A Mulher: (Amassa com violência o cigarro no cinzeiro) – E o que esperavas? Somente nesta segunda-feira soube que o meu trabalho fora extraviado no trajeto entre o Gabinete do Reitor e o Escritório-Geral do Consulado Francês, impossibilitando que eu pudesse enviar outra cópia em seu lugar. Enquanto isso, o de Helena era agraciado com a bolsa na Sorbonne. Sequer sabia que ela defenderá tese.
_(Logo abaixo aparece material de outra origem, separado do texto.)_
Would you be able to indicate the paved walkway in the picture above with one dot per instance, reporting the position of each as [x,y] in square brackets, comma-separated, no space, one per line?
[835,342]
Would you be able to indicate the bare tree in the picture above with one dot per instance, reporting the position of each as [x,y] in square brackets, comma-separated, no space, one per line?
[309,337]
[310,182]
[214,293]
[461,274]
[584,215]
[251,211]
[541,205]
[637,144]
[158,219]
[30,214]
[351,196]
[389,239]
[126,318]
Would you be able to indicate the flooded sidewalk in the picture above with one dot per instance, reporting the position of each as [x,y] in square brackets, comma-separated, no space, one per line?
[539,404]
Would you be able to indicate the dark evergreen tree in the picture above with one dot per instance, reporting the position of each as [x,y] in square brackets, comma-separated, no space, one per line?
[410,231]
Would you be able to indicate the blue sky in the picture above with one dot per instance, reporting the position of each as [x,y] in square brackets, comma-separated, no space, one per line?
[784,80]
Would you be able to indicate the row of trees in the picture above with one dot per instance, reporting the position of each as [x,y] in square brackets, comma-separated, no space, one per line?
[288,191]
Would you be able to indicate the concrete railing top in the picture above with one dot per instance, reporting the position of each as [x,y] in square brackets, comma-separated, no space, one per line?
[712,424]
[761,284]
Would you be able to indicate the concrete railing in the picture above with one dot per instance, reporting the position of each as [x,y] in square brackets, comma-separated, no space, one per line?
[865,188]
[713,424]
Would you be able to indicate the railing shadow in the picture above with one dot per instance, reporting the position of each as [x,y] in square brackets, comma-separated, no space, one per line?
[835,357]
E nós, que não tínhamos segredos uma com a outra…
O Homem: – Afinal, qual foi o tema do teu trabalho?
A Mulher: (Mais serena, vê o garçom conduzir o bêbedo para fora do bar) – O Direito do Companheiro Supérstite ao Patrimônio do de cujus na Relação Homoafetiva.
O Homem: (Mal consegue murmurar) – Eu não acredito!
A Mulher: (Intrigada) – O que foi?…
O Homem: (Levanta-se, veste o paletó, guarda o maço de cigarros e o isqueiro num dos bolsos e dá um último gole na bebida) – Foi esta a tese defendida por Helena.
Sinatra entoa Stranger in the Night.
* – Martina Navratilova – Ela foi a primeira atleta famosa a declarar-se lésbica para o público, no começo da década de 1980. Nascida na antiga Tchecoslováquia é a maior ganhadora de prêmios do tênis profissional, entre homens e mulheres.